The Course will touch upon the following topics:

  • What is a System: System Theory, the Art World, Fields of Cultural Production, Networks
  • Value: Economic and social Value, Reputation, Ranking Systems
  • Canvases and Careers Today: Interaction between gallery, artists, critic and curators
  • Exhibitions: Institutions, Foundations, Museum, Galleries, Institutional Critique.
  • Artists between Celebrity Culture and Market Reflexive Gestures
  • Circulation and Distribution in a Globalised World: Biennials and Art Fairs
  • Mediators: Dealers, Curators, Art Journals
  • Collectors: Art Investment, Patronage and Grants.
  • Public: Gaze and Spectatorship
  • Market: Auction Houses, Primary/Secondary Market, Sales

 

Part 2: Biennials and Globalization

The main topic of the second part is devoted to the circulation and distribution of contemporary art in a globalised world. The last five lessons are devoted to the history of biennials, the process of biennalization and the examination of consequences of the pandemic in the exhibition system. If possibile, we’ll visit the Venice Biennale exhibition.

The second part takes a seminar approach and lessons are ’hands on’. In small groups, students learn to make research on a shared topic in an interdisciplinary way. The seminar lessons guide students through research, data collecting, and writing process, while also providing background on research methodologies and academic standards. With the end goal of producing a notable study case, students make both a group work and personal assignment. The final outcome is a personal assignment which comprises the results of the group work. Details and guidelines will be available to students on the first day of the course.


Readings/Bibliography

Part 1:

The bibliography for the course takes a multidisciplinary approach and features excerpts of artists, art historians, economists, philosophers, scientists, and sociologists, including Bruce Altshuler, Tony Bennet, Howard Becker, Pierre Bourdieu, Daniel Buren, Arthur Danto, Andrea Fraser, George Dickie, Georg Franck, Alain Quemin, Martha Rosler, Terry Smith, Hito Steyerl, Olav Velthuis, and others.

The required readings for each lesson can be downloaded by students from “Teaching resources on Virtuale”.

Part 2:

Charles Green and Anthony Gardner, Biennials, Triennials and documenta, Wiley 2016

Non-attending students are invited to contact the professor well in advance to have indications on further readings and to discuss the assignment topic.

Teaching methods

Lectures and seminar meetings 

Restricted places for incoming exchange students:

Places for incoming exchange students in this teaching activity are limited and are primarily reserved to students enrolled in art related programmes at their home university.

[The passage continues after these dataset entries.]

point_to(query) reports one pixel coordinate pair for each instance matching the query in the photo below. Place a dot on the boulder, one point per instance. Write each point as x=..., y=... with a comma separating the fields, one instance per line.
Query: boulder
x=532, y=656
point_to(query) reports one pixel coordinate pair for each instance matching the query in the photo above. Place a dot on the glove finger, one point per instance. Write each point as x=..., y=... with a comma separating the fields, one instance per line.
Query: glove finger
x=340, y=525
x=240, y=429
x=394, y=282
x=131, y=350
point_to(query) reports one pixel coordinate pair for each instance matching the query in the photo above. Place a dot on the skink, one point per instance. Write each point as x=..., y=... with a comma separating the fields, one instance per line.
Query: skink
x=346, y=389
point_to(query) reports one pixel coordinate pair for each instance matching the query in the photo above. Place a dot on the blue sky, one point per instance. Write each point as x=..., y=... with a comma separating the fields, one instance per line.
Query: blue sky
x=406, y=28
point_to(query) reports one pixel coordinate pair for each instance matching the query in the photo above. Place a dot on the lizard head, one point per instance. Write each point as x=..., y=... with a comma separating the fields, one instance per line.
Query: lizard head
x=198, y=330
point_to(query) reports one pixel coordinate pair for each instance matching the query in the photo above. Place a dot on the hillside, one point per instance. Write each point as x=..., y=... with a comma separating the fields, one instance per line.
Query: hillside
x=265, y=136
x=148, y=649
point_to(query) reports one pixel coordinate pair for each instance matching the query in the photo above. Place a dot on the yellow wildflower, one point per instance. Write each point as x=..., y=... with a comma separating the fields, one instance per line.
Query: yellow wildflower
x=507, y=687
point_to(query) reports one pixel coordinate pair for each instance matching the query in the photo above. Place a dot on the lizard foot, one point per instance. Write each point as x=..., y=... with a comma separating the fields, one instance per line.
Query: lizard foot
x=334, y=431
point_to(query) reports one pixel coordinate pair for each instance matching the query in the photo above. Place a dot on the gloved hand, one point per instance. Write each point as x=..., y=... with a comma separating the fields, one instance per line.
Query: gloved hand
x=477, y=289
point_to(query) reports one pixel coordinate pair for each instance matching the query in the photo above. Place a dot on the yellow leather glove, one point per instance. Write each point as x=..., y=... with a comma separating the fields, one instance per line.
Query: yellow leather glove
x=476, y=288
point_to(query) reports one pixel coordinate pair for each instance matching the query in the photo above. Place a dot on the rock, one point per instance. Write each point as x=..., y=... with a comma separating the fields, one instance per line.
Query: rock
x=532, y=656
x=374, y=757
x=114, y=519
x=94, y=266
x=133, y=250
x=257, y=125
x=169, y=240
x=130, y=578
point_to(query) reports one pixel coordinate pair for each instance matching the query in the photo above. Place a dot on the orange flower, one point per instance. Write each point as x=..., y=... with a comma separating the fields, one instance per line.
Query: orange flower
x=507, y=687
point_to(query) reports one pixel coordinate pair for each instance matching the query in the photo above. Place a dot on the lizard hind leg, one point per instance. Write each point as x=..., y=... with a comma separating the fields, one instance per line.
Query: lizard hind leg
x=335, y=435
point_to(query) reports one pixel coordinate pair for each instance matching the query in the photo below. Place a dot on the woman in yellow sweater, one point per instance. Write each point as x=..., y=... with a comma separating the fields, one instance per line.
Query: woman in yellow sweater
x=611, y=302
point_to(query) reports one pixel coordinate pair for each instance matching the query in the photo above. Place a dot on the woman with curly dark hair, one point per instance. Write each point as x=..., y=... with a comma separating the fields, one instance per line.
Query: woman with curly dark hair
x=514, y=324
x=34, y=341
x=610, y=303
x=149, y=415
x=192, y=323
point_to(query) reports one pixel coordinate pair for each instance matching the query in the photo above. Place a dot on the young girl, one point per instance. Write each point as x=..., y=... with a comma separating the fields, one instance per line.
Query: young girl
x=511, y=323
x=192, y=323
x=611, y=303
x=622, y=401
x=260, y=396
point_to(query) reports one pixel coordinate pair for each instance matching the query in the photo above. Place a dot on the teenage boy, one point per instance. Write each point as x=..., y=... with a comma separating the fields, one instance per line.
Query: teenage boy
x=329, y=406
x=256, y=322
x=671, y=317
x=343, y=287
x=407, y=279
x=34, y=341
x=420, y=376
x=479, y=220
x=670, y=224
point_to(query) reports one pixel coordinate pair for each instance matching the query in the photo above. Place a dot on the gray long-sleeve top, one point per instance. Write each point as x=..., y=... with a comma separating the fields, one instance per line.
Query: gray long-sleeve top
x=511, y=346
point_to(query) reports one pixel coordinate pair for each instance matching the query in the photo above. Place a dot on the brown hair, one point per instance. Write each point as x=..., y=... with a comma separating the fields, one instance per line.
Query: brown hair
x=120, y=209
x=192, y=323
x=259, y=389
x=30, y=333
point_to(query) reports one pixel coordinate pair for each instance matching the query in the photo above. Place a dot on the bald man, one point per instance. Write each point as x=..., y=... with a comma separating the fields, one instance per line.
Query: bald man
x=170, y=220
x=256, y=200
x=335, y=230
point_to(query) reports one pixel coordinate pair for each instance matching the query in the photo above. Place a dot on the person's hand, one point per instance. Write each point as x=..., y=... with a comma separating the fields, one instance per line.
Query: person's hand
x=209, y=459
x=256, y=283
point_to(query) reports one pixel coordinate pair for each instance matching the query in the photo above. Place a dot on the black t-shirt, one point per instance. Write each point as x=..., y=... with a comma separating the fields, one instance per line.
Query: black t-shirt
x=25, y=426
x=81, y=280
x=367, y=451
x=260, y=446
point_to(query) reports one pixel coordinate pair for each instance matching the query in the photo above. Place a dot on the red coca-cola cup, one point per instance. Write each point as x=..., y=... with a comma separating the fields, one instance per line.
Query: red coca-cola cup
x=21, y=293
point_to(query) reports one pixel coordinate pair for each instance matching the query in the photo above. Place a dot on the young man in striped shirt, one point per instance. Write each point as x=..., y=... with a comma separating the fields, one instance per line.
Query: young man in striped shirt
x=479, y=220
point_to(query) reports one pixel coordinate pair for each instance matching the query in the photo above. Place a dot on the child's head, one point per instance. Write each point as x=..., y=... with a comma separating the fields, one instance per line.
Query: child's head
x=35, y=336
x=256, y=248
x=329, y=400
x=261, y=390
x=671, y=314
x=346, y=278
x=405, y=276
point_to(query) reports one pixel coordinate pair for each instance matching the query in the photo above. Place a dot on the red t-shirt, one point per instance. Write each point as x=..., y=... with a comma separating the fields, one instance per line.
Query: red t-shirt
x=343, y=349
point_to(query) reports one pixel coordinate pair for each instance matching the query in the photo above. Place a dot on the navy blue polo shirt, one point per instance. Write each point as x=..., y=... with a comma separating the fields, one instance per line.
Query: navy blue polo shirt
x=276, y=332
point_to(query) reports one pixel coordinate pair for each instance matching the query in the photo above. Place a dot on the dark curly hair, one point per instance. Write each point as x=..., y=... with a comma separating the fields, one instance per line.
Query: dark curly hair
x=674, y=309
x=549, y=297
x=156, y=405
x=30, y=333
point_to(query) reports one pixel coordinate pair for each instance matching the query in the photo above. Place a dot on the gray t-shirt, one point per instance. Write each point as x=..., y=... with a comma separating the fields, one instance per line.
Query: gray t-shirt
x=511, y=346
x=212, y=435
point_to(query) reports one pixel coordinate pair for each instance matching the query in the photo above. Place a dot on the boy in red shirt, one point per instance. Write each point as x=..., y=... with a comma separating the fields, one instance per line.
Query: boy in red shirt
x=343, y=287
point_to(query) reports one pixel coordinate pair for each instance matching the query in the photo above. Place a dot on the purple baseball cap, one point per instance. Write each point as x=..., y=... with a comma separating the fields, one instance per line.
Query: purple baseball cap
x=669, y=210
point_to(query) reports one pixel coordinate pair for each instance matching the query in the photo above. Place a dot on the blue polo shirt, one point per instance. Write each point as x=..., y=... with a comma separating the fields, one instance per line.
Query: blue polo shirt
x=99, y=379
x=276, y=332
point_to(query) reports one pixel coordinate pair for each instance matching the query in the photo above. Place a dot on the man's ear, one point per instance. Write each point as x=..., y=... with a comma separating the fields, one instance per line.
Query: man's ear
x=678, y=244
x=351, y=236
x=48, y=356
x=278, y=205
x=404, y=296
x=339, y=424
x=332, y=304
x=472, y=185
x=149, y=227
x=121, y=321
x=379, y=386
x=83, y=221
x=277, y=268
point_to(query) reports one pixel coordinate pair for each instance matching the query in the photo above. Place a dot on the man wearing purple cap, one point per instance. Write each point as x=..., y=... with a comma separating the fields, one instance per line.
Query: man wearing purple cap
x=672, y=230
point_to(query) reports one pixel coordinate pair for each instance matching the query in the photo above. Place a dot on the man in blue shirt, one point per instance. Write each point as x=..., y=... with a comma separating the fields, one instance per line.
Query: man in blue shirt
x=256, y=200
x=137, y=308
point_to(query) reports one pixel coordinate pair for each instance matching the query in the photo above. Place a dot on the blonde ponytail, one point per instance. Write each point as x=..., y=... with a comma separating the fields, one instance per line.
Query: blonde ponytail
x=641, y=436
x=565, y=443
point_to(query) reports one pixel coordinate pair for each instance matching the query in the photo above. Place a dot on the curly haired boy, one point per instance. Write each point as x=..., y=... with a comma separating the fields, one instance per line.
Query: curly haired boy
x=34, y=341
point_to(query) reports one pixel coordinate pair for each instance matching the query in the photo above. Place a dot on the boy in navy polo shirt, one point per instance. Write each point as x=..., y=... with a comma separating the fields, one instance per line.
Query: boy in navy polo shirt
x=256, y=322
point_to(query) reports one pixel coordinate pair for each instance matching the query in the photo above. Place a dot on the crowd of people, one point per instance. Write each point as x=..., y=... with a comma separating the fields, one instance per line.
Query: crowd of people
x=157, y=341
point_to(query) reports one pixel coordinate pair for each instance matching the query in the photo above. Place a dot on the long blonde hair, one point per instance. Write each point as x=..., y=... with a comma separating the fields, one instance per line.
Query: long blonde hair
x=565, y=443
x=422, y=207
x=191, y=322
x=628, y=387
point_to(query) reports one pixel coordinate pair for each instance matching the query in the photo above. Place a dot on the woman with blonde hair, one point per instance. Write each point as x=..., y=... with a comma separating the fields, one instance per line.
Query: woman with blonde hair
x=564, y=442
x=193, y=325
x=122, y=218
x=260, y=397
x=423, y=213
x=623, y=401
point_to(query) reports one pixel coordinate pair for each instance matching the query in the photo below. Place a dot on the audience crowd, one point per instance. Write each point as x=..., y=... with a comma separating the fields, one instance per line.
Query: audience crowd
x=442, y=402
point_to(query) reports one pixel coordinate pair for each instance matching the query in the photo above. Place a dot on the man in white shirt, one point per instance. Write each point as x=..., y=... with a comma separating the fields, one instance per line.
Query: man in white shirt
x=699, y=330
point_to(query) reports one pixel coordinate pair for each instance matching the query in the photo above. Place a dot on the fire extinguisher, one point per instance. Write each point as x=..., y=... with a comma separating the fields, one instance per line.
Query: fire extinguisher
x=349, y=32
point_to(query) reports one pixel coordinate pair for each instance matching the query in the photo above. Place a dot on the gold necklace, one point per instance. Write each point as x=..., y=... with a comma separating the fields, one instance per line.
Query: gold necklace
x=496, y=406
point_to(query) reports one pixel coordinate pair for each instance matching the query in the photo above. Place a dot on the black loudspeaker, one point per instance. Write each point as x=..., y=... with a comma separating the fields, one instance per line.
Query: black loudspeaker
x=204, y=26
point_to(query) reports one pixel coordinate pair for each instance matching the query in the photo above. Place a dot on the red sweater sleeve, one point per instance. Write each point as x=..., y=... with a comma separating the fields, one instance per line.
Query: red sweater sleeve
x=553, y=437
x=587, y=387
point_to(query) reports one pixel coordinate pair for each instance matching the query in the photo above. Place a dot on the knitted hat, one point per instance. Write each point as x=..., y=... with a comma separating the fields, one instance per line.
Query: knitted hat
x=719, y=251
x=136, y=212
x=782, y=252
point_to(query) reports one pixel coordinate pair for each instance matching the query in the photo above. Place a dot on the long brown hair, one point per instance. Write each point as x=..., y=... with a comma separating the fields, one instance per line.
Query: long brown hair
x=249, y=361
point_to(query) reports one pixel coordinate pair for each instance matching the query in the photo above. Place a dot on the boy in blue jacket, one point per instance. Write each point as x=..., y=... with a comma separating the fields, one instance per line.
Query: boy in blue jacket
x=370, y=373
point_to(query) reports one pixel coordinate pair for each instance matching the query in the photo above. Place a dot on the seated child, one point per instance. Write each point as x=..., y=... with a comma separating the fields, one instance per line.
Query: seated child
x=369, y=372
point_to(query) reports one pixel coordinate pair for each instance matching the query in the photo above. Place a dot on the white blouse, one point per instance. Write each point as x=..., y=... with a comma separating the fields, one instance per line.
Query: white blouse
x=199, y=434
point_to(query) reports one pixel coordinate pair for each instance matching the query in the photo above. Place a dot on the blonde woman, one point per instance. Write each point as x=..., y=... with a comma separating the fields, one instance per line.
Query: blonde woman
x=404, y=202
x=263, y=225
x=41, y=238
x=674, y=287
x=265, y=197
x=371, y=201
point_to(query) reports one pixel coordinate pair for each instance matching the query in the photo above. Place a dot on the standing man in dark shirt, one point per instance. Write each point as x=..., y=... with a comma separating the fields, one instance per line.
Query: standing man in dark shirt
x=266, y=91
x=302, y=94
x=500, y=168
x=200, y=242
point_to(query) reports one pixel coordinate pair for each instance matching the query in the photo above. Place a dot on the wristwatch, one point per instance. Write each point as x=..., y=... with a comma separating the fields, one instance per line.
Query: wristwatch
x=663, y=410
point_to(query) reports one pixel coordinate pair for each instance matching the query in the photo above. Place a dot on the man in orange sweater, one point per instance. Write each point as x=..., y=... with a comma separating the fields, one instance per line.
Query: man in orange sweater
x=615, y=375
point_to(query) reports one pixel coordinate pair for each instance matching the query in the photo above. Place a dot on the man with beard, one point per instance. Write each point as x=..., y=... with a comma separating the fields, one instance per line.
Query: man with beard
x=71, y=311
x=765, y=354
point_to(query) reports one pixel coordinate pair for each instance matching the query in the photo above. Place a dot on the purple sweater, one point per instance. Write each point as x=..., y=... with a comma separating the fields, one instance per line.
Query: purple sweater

To check availability, please write to amac@unibo.it

Assessment methods

Learning is assessed taking into account performance on both the written and the oral exam.

50% written work

The topic of the written paper is agreed on with the teacher, and the assignment must be delivered within one month of the end of the course lessons. The paper is part of a project that is carried out in the second part of the course. All students participate in this project, divided into groups.

50% oral exam

The oral exam is aimed at verifying the student’s knowledge of the material covered in the lessons and the readings assigned during the first part of the course. Therefore, questions will be asked both on the readings in the bibliography and on notes taken during the lessons.


Teaching tools

Interactive presentations, videos and PowerPoints.